Q: I get that your time in China inspired you to take your songwriting in a new direction, but how did that lead to a series of albums that are so very different, and that essentially took right back to where you began in 2009?
       When I went off to China, my whole perspective changed. I had all this music from China and I just felt that it had to influence the next thing we did. I couldn't just ignore it. So that's really when we began to think in terms of how do we do this? There was lots of stuff happening, and we just had to figure out how to incorporate all of that into an album project. The Wilderness songs just weren't feeling right to me at the time. There was just too much other input coming in. So we came up with the idea of the "Nomad" project. We started with an album based on my China experiences. That allowed me to put the songs I'd been working on for The Wilderness away for a almost two years. After that, I was able to hear them with fresh ears, and get more of a direction for them. And, also, with the four albums, it just made sense to me that this was going to be an album about the songs — about songwriting and about singing. It's more folk driven, and it's more of a nod to our older style, which is fine in the context of four albums. Now I like The Wilderness. But first, there were other things we wanted to express and get out musically as a band. 

Q: I know you were close with Vic Chesnutt and had even collaborated with him, but was Demons a way for you to take a break from songwriting?
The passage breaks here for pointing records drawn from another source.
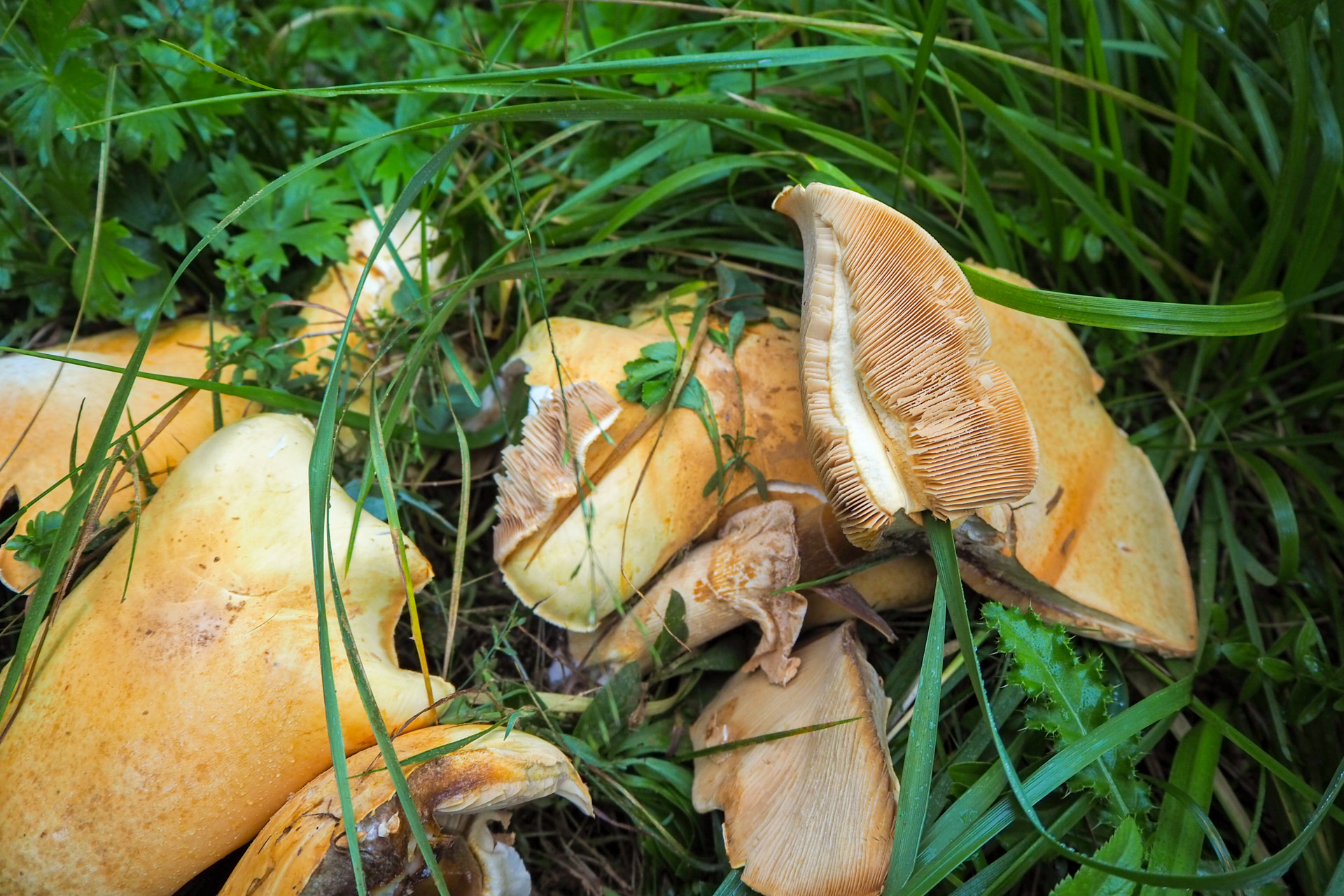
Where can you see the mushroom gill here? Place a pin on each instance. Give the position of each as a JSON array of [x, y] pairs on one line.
[[577, 570], [461, 798], [743, 574], [811, 814], [904, 412], [178, 700], [1094, 545]]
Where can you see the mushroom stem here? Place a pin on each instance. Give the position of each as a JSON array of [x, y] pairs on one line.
[[460, 797]]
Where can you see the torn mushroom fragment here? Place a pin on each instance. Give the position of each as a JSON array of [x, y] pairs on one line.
[[574, 564], [809, 814], [1094, 546], [183, 691], [35, 458], [904, 412], [743, 574], [463, 799]]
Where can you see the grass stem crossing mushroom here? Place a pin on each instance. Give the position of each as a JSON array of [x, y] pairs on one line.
[[904, 412], [463, 798], [179, 684]]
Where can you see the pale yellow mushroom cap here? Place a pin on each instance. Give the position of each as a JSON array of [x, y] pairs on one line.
[[811, 814], [904, 412], [1094, 545], [174, 710], [597, 559], [41, 456], [457, 797]]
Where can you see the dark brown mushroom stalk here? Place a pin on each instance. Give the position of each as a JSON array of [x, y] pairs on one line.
[[748, 575], [1094, 545], [811, 814], [463, 798]]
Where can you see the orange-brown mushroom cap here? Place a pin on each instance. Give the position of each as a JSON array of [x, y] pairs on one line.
[[178, 699], [904, 412], [811, 814], [1094, 546]]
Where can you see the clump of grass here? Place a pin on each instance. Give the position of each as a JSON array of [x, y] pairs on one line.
[[578, 159]]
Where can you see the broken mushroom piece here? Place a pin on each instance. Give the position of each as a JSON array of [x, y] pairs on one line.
[[809, 814], [575, 570], [743, 574], [905, 582], [179, 682], [904, 412], [1094, 545], [463, 798], [35, 458]]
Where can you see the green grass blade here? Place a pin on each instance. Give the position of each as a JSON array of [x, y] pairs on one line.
[[920, 754], [945, 558], [1260, 316], [1179, 839]]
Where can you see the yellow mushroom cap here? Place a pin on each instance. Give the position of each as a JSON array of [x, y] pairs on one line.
[[577, 570], [1094, 546], [811, 814], [34, 458], [904, 412], [178, 697], [457, 796]]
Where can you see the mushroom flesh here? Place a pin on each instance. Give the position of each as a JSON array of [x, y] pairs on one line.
[[463, 799], [179, 682], [1094, 545], [904, 412], [811, 814]]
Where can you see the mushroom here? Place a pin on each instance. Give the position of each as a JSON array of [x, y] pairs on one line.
[[461, 798], [178, 684], [746, 574], [34, 458], [811, 814], [575, 570], [904, 412], [1094, 545], [743, 574]]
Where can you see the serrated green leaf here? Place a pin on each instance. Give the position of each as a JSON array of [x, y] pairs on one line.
[[1069, 699], [1124, 848]]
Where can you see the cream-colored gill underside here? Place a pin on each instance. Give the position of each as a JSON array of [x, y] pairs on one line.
[[847, 399]]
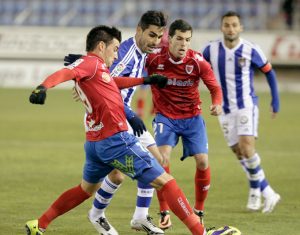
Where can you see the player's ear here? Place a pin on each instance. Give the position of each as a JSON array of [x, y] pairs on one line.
[[242, 28], [101, 46], [169, 39], [139, 30]]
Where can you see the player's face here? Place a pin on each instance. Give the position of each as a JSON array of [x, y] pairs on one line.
[[111, 52], [150, 38], [180, 43], [231, 28]]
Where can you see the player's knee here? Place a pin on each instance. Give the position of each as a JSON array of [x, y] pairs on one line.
[[201, 161], [117, 177], [161, 180]]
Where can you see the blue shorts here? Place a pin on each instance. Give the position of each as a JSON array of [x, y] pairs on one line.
[[121, 151], [191, 130]]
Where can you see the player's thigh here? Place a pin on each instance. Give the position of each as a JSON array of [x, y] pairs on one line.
[[247, 121], [164, 131], [194, 136], [229, 128], [94, 170], [123, 152]]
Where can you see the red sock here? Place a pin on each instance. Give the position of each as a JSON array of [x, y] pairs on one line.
[[66, 201], [163, 205], [140, 107], [202, 183], [181, 208]]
       Maybe a little bit. The other aspect of it is that we've done a ton of covers. And our best known song, "Sweet Jane," is a cover. We're kind of known for that — taking songs and transforming them into something different and that's ours. We don't play them note-for-note. We try to get inside them and turn them around and figure out how to do the song in our own style. It was the same with Vic's songs. It just made sense for us to play into the side of the band that is about doing cover songs. We knew we were taking on something that could blow up in our faces. But it was a really good challenge, and we thought that if we could pull it off it might bring more people to Vic's stuff, which was a big part of it too.
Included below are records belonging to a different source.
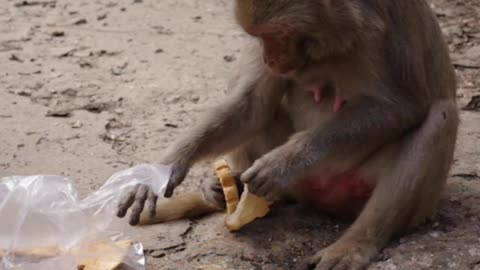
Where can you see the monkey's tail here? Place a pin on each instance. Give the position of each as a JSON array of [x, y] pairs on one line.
[[187, 205]]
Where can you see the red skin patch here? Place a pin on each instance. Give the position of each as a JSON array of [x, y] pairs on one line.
[[342, 195]]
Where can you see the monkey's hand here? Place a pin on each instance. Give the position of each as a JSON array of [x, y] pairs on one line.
[[269, 176], [138, 196]]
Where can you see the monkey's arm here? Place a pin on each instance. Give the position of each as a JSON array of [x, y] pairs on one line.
[[356, 131]]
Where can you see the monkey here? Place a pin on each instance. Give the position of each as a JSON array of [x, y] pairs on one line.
[[348, 106]]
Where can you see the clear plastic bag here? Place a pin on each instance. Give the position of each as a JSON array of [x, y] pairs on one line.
[[44, 224]]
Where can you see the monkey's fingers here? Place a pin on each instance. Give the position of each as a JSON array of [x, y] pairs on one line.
[[126, 201], [151, 203], [138, 205], [178, 175]]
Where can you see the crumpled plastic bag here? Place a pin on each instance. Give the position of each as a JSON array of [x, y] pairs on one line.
[[45, 213]]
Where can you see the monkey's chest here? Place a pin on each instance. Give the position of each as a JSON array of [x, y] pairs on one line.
[[304, 112], [342, 195]]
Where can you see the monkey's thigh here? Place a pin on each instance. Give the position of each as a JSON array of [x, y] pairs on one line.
[[409, 187], [274, 135]]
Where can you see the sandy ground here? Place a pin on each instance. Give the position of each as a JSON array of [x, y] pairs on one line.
[[91, 87]]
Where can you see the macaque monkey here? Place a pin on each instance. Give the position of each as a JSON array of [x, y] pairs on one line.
[[347, 105]]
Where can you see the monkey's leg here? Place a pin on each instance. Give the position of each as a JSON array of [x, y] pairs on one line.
[[211, 198], [405, 196]]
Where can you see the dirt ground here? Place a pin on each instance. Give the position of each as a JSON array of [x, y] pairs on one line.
[[92, 87]]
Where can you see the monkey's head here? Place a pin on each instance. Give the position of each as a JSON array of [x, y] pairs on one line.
[[293, 32]]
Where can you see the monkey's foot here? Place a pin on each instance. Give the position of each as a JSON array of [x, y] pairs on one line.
[[342, 255]]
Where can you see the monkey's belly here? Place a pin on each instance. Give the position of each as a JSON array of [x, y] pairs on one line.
[[342, 195]]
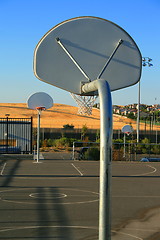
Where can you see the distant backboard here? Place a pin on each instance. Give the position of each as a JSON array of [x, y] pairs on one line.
[[40, 100], [127, 129], [75, 52]]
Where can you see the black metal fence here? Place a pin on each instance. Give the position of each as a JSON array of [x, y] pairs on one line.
[[16, 135]]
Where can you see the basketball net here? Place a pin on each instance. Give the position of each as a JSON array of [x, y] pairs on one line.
[[128, 133], [40, 108], [85, 103]]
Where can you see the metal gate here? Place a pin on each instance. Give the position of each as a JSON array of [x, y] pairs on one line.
[[15, 135]]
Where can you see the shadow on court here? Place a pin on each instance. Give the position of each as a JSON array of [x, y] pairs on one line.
[[48, 214]]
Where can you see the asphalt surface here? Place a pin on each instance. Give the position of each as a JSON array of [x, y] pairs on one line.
[[57, 198]]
Q: Sing In My Meadows sounds like something you and your brother — and Alan — just needed to get out of your system. Am I right?
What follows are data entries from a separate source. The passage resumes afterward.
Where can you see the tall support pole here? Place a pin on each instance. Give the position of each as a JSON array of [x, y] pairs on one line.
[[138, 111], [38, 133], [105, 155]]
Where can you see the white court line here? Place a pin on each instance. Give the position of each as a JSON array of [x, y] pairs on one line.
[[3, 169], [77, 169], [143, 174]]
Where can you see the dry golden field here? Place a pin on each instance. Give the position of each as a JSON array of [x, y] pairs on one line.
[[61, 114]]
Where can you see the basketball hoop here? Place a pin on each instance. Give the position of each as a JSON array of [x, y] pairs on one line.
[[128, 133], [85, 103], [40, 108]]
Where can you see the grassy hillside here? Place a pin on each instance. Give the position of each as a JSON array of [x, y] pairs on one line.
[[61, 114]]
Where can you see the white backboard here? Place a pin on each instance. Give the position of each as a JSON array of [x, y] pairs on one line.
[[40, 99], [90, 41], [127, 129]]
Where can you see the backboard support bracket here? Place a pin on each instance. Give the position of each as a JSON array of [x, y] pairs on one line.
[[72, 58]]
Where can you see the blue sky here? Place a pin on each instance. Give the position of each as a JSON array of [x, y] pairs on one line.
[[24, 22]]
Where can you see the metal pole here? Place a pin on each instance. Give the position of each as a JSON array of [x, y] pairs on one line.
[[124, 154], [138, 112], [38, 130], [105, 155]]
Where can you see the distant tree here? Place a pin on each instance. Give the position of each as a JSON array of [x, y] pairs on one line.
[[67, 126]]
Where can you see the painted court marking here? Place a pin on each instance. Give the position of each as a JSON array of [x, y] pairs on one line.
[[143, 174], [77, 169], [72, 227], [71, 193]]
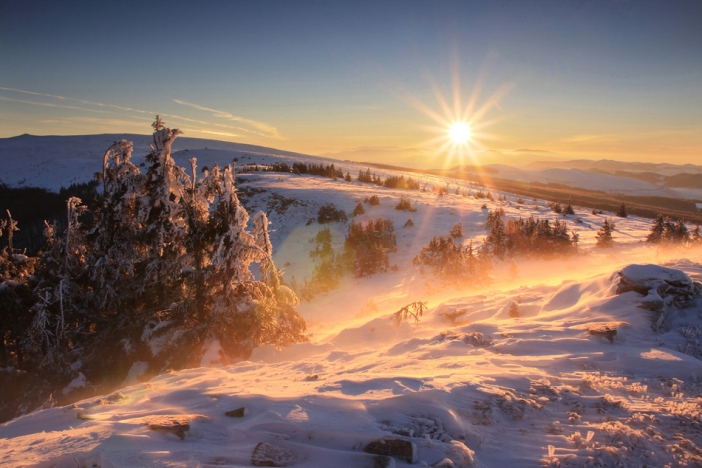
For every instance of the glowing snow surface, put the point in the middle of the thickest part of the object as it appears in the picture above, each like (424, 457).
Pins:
(472, 384)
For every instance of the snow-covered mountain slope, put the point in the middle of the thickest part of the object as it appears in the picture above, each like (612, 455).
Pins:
(574, 377)
(526, 371)
(592, 181)
(58, 161)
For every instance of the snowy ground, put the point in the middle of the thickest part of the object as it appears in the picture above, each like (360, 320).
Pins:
(473, 383)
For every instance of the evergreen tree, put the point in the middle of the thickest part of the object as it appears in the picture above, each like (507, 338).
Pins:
(495, 242)
(658, 229)
(457, 230)
(696, 237)
(359, 210)
(569, 209)
(604, 236)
       That was the intention. There's an aspect to our live performances that is encompassed in that record. As you were saying, when people hear our name, most of them probably think of an album like The Wilderness. And live, we certainly have that vibe — that spacey or spacious vibe. But, over the years, we've also developed more of an acid-blues or psychedelic side, where we'll we'll take off on certain tangents and do a lot of jamming and get a bit noisy. That's where the musicians get a chance to get their ya-yas out. With the "Nomad Series," we finally had an opportunity to really focus on that side of the band's personality. In the past, we might include a couple of songs like that on an album, but never for an entire album.

Q: So how are you planning to do all of this live?
       When we toured Europe in November, we experimented with how to present it, because there is so much new material and we also want to play catalog stuff as well, not just for ourselves, but for the audience especially. So we've been doing two hour-long sets. The first is all "Nomad" material. And then we do a second set of all catalog stuff. Margo announces up front that that's what we're doing, so people can focus on the newer material without hearing songs from twenty years ago. And they're not listening to the new songs hoping that the next one is going to be one of their old favorites.

Q: Things don't always go all that well when siblings play music together. I'm thinking of the Everly Brothers, the Kinks, CCR, Dire Straits, Oasis. What's Cowboy Junkies secret for keeping the peace?
       I don't know: Good parenting, I guess. It's all just speculation. Maybe one difference is that there's a sister in there. There are six kids in the family, and Margo's role has always been that of the mediator. That's maybe part of her role in the band as well. But I guess I can't really tell you why it works.